Hinata rió despacito y asintió levemente, caminando con su mejor amiga hasta la cocina.
Después de comer se sentaron un rato enfrente de la televisión, estaban viendo su programa favorito, al parecer era una maratón de F.R.I.E.N.D.S. ya llevaban como cuatro capítulos de intensas carcajadas y dolor de estómago de tanto reírse.
– Sakura…
– Dime. – contestó comiendo palomitas de maíz.
– El chico… ¿te contestó el mensaje? – la pelirrosa abrió los ojos como platos.
¡Mierda! Se le había olvidado por completo, se paró como alma que lleva el diablo por su celular que se había quedado en su habitación, lo agarró y tragó fuerte, deseaba con toda su alma que tuviera algún mensaje.
Lo desbloqueó.
¡¿6 llamadas pérdidas de Sasuke U?! Porque sí, lo había agregado con su nombre.
¡Le había marcado! ¡Seis veces! La última marcaba que fue hace 47 minutos.
Su corazón se desbocó apretando el celular contra su pecho, sonriendo.

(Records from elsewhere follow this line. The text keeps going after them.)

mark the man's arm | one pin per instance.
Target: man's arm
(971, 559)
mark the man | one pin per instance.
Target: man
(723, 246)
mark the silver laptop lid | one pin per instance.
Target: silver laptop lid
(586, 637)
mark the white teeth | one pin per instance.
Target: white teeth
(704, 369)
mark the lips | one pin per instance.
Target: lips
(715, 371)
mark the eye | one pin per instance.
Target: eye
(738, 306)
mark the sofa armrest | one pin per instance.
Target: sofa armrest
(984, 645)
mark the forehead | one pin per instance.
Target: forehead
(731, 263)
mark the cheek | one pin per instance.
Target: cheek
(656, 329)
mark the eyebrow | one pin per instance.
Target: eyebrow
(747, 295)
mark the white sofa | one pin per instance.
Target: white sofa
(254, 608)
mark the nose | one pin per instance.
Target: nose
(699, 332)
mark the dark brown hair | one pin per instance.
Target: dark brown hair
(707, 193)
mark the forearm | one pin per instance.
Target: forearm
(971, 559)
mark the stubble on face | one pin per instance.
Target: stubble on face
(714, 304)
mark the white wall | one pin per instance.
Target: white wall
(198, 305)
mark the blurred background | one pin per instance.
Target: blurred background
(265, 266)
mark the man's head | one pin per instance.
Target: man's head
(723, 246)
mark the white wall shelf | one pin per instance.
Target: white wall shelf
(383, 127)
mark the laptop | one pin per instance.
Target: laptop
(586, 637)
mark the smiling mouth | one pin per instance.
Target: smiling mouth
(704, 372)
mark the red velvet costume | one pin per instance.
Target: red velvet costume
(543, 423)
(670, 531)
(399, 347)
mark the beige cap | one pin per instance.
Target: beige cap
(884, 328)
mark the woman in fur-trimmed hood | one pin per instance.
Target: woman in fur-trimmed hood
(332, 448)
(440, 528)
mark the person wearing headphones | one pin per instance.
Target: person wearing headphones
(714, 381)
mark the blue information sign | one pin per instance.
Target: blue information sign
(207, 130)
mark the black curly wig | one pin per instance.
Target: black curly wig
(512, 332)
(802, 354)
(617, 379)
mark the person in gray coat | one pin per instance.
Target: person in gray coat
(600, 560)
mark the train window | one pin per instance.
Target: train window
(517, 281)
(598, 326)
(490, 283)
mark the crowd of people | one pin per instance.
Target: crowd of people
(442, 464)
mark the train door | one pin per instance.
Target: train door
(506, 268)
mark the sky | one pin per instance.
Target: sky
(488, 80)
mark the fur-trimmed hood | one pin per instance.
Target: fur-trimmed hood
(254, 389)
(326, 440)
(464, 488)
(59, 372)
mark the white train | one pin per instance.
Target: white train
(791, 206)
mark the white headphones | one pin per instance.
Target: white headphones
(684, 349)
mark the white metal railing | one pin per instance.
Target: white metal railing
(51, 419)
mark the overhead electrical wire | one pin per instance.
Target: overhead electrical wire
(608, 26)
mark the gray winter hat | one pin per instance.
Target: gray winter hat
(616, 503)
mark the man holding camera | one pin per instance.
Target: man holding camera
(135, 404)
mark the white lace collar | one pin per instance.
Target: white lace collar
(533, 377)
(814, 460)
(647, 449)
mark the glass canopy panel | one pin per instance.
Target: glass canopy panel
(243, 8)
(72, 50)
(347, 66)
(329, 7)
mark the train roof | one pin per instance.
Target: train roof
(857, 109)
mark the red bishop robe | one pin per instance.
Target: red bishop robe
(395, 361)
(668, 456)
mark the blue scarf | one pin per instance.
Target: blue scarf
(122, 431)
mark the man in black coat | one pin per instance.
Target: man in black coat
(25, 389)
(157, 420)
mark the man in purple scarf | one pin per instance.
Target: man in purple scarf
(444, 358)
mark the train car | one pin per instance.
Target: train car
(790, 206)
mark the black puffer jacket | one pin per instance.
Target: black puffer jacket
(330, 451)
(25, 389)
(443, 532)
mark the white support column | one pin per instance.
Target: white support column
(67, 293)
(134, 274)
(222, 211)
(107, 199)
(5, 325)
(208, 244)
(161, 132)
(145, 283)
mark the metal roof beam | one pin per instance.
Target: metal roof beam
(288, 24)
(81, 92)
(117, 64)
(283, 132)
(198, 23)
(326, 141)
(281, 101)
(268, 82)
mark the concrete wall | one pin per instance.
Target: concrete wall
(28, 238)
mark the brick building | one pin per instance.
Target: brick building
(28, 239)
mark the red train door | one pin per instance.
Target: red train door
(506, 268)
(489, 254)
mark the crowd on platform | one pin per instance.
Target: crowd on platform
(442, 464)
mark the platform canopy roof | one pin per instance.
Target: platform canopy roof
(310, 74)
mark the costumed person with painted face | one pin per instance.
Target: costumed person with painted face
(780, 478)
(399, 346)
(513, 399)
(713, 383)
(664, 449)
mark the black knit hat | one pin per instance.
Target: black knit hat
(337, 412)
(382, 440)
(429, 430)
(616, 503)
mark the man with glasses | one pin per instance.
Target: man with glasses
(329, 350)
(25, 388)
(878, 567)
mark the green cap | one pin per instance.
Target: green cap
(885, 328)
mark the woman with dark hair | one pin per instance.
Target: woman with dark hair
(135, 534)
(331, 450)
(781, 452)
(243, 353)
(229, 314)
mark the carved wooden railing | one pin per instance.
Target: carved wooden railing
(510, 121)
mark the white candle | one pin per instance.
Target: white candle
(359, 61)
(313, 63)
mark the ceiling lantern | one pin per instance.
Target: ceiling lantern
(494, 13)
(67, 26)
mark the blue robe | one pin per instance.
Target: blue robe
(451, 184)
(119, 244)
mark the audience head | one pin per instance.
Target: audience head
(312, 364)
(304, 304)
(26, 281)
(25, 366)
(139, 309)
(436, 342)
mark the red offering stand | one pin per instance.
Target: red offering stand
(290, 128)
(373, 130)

Volvió a donde estaba su mejor amiga.
– Hinata... – la aludida giró a mirarla – ¡Me marcó 6 veces! ¡Mira! – le pasó su celular y la ojiperla sonrió feliz por su amiga.
– Me da mucho gusto, Saku. – dijo observando a la pelirrosa, quien sus ojos tenían un brillo hermoso y su cara mostraba felicidad en su máxima expresión.
– Aunque no pude contestarle… – exclamó un poco triste.
– Pues mándale otro mensaje, tonta.
La ojijade no lo pensó dos veces y escribió el mensaje lo más rápido que pudo, disculpándose con él ya que no pudo responder sus llamadas a causa de que estaba viendo televisión. Envió su texto y subiéndole todo el volumen dejó su celular a lado de ella.
No pasaron ni cinco minutos cuando su smarthphone comenzó sonar. Las chicas voltearon a ver. Sakura lo tomó.
Llamada de Sasuke entrante…
Sus manos temblaron, su corazón se aceleró como chica adolescente esperando llamada de su crush de la escuela. Y básicamente, así lo sentía ella. Pulsó el botón verde y con toda la determinación que no sabía dónde tenía contestó.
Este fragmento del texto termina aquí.